Who volunteers for the same organization for 20 years in a row? It’s humbling, inspiring and I thank God I know these professionals. They are like brothers and sisters. Hold that thought.

Now, I’ve also recognized that the level of stress most corporate professionals are facing has gone up dramatically. An unpredictable economy and fragile job security produces so much stress at the individual level, and yet the human spirit continues to thrive. We see it all the time, most recently with the ice bucket challenge for ALS or Eric Whitacre’s Virtual Choir. Human beings love to make a difference. They love to collaborate in a way that produces results that no single human being can make on their own. That spirit and drive gives me great hope.

Another aspect of our program that inspires me are the personal success stories.
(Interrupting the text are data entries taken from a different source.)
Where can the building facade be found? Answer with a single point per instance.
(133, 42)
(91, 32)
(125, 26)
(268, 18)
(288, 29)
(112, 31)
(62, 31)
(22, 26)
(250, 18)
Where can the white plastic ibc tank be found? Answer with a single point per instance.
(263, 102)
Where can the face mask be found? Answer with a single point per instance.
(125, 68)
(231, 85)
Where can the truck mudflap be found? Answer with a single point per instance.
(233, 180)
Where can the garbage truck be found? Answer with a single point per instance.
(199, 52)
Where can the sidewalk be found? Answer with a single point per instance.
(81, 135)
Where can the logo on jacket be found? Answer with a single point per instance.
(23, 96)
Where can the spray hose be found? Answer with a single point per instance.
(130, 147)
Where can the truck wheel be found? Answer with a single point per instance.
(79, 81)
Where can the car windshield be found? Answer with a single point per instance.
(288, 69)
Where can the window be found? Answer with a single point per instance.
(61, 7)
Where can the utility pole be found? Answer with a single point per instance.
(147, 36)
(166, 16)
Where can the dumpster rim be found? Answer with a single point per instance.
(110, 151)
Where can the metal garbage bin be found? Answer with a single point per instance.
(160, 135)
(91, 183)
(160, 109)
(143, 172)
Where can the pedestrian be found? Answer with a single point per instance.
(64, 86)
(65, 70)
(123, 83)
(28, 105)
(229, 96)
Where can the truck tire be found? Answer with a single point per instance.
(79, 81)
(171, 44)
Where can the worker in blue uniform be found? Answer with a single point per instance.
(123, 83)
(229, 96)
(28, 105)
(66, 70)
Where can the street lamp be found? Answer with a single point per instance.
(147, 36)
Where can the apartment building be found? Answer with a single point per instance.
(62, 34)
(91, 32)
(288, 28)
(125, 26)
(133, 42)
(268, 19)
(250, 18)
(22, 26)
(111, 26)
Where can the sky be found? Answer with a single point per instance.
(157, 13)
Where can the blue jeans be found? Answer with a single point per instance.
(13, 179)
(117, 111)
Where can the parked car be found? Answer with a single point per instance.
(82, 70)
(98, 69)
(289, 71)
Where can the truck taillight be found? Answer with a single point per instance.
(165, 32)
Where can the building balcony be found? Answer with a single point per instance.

Just last night I caught up with a student who participated in ITP and graduated from high school over a decade ago. She told me that most of the incredible opportunities that have come her way were the result of the professional network she created in our program. When she was a senior in high school, I encouraged her to keep that network together and give us an opportunity to invest in her long term. I also encouraged her to publicly thank any professional who helped her and look for ways to invest in the network. Now she’s ready to be a mentor and help other students. Her passion is directing films. She still communicates regularly with her mentor from Lucas Films.

If you’d like to make a difference in our world by mentoring a youth, let me know. I’d love to talk with you.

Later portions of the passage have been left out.